“It’s optimistic and easy, while stretching the range more to give people all types of solutions for whatever may come,” designer Phillip Lim said of his pre-fall collection. “I always think about transitions as a time to experiment, but experimentation comes also with clothes or ideas that are more rooted in uniforms and classics.”
Picking up where he left off from spring, Lim’s pre-fall collection equally offers versatility and thoughtful details with a balance between loosely structured utility and hyper femininity.
Pieces touched on messages of playful, sexy, cool ease while offering realistic wearability for myriad occasions through convertible, mix and match and pre-styled silhouettes.
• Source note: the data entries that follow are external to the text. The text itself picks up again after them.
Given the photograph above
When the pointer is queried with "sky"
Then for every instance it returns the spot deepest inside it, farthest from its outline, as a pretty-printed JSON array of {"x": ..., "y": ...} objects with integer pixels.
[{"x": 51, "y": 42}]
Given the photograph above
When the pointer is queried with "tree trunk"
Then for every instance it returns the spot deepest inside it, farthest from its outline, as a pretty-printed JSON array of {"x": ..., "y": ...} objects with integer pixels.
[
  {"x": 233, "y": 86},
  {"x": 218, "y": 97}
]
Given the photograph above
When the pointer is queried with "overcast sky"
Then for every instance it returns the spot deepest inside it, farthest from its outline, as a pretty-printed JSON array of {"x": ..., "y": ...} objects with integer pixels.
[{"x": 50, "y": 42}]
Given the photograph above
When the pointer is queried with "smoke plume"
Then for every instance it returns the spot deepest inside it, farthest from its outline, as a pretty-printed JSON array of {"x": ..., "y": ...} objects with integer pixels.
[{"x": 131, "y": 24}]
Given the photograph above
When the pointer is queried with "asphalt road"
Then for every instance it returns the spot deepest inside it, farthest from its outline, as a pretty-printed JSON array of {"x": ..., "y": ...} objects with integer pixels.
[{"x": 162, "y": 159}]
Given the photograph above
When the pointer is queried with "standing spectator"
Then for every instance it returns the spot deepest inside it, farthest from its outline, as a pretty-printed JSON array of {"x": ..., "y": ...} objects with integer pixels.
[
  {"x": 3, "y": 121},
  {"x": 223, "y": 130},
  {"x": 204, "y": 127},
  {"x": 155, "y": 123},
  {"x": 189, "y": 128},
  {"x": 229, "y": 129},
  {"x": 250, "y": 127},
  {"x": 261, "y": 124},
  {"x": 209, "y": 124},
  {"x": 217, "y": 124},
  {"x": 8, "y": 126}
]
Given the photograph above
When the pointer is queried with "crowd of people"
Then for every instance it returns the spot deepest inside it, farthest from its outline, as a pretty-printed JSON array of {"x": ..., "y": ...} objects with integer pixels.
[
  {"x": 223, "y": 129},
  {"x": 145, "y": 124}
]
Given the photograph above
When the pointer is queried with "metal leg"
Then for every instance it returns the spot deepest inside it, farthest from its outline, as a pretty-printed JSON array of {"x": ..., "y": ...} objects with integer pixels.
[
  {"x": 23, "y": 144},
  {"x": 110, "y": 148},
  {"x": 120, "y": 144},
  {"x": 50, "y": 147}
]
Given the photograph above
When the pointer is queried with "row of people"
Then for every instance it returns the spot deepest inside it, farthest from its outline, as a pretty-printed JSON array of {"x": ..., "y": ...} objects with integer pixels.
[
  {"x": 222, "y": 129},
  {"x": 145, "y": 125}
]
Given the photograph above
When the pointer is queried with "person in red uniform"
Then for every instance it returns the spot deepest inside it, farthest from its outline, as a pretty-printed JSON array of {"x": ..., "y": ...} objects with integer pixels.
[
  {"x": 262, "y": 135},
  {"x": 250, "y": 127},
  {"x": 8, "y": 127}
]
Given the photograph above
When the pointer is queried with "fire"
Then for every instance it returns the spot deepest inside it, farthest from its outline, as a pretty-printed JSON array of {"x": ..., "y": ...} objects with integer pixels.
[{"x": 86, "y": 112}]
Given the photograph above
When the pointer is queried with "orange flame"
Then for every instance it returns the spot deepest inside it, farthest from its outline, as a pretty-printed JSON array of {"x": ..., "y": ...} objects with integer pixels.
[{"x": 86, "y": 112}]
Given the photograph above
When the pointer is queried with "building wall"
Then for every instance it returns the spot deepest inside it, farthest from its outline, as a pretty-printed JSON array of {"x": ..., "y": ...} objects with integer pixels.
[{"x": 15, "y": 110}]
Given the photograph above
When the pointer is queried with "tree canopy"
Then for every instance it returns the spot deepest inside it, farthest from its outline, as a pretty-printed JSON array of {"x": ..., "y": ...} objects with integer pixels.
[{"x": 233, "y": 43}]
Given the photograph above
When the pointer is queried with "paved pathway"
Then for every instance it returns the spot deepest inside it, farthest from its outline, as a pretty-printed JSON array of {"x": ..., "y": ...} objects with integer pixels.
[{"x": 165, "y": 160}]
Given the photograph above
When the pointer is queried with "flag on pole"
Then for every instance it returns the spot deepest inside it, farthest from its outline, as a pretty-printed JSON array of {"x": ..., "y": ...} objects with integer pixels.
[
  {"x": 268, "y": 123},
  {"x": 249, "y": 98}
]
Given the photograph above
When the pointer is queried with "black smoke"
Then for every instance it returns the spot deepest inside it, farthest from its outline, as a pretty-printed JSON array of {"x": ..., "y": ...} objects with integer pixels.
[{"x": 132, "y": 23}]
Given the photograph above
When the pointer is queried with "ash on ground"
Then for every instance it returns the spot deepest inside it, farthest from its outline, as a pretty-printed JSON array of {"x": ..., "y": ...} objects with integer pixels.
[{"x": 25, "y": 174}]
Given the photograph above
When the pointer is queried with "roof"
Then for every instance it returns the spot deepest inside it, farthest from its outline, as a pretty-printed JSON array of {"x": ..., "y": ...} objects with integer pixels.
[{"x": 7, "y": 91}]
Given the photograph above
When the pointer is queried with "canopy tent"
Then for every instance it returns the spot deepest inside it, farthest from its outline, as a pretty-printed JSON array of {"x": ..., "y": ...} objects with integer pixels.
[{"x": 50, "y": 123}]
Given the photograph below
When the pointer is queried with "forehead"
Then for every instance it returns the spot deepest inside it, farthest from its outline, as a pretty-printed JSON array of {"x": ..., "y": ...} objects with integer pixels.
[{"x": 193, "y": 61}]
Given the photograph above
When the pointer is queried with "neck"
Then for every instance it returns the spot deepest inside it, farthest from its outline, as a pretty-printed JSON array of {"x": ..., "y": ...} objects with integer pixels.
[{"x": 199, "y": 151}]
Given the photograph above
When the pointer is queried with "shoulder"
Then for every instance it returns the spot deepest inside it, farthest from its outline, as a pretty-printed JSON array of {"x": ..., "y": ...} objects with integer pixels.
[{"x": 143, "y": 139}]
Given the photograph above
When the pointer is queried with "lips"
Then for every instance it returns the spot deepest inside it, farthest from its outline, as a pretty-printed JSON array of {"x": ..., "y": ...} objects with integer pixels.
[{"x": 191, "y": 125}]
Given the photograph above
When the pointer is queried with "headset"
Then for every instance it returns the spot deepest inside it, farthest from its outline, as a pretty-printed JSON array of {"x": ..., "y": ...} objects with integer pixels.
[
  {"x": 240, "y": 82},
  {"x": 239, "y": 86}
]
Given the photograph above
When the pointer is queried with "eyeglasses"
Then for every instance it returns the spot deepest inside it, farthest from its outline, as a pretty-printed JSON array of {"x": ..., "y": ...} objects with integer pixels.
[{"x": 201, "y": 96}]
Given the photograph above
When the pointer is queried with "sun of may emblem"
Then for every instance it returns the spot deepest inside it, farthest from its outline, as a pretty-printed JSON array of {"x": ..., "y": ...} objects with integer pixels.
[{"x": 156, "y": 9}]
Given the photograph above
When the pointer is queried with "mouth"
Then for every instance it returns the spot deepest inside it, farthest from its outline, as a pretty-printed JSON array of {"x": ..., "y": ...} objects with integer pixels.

For instance, a little white one-shouldered cocktail dress in deadstock heavy crepe with elongated neck-tie bow or his take on the three-piece suit: a men’s wear vest with set-in cropped bra and kick-flare trouser. Knitwear, another strong aspect of the collection, offered the same appeal — “mushy” rib flare pants and tops, a hand melano camisole with engineered knit lace, or zip-front halter that alluded to a deconstructed cardigan.
Lim’s messaging of transition was synonymous throughout in layered looks (a buttercream cotton and recycled polyester trenchcoat layered over head-to-toe knits) as well as the individual garments themselves. For instance, feminine wardrobe staples with utilitarian flair, like convertible poplin dresses, organic natural denim miniskirts, a new tie-dyed broderie anglaise camp shirt and utility skirt, or playful chunky sandals, boots and colorful mini bags.
“Thinking about the ever-changing and evolving world we live in and responding to that without knowing the story or situation that will last more than two months,” he explained, further emphasizing the collection’s strength in offering real clothes for today’s ever-changing reality.